Tra questi figurano fondi destinati a iniziative molto diverse tra loro: dai progetti culturali agli incentivi per l’energia rinnovabile, passando per interventi sociali dal budget decisamente contenuto. Una distribuzione che, in alcuni casi, ha il sapore dell’operazione simbolica più che di una strategia strutturata.
Le cifre più modeste riguardano il nuovo Fondo regionale per la prevenzione delle dipendenze, finanziato con 100 mila euro.
Una dotazione che appare limitata rispetto agli obiettivi dichiarati dalla norma, che parla di progetti sperimentali contro la diffusione delle droghe.
Sul fronte culturale, la manovra prevede 200 mila euro per la realizzazione di un museo dedicato all’eruzione dell’Etna del 1669, oltre a un ulteriore stanziamento di pari importo affidato all’assessorato ai Beni culturali per interventi di street art, murales e riqualificazione artistica degli spazi urbani.
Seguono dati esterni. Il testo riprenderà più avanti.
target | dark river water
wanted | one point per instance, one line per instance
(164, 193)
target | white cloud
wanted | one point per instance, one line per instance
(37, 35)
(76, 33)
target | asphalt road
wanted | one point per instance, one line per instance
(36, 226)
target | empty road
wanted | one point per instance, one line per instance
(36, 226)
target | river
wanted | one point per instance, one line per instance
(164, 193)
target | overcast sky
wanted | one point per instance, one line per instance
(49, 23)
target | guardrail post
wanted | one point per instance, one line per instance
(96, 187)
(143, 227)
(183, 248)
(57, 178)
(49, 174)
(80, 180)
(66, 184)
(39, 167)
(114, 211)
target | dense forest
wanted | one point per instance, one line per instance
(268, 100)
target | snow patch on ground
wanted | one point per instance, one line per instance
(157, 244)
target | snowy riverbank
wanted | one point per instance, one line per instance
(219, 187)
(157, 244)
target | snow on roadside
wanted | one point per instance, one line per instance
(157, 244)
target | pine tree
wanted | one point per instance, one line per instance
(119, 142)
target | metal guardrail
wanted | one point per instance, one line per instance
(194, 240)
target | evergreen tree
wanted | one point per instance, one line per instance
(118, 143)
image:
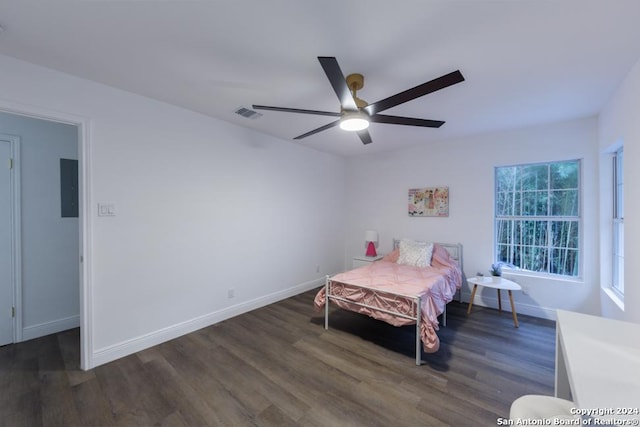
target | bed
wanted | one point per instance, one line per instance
(410, 285)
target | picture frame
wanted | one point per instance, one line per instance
(429, 202)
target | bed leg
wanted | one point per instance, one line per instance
(326, 302)
(444, 316)
(418, 340)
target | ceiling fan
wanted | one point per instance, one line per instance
(356, 114)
Non mancano poi misure di sostegno sociale, come i 150 mila euro destinati alle famiglie che hanno accolto un bambino in affido, una somma che permetterà interventi mirati ma inevitabilmente limitati nel numero dei beneficiari.
Ben altro peso ha invece il capitolo dedicato all’energia.
La fetta più consistente delle risorse, pari a 12 milioni di euro, è riservata a chi intende rendere la propria abitazione energeticamente autonoma attraverso l’installazione di impianti alimentati da fonti rinnovabili.
Un intervento che punta a intercettare una platea ampia e che rappresenta la voce più rilevante tra quelle emerse nelle ultime letture della manovra.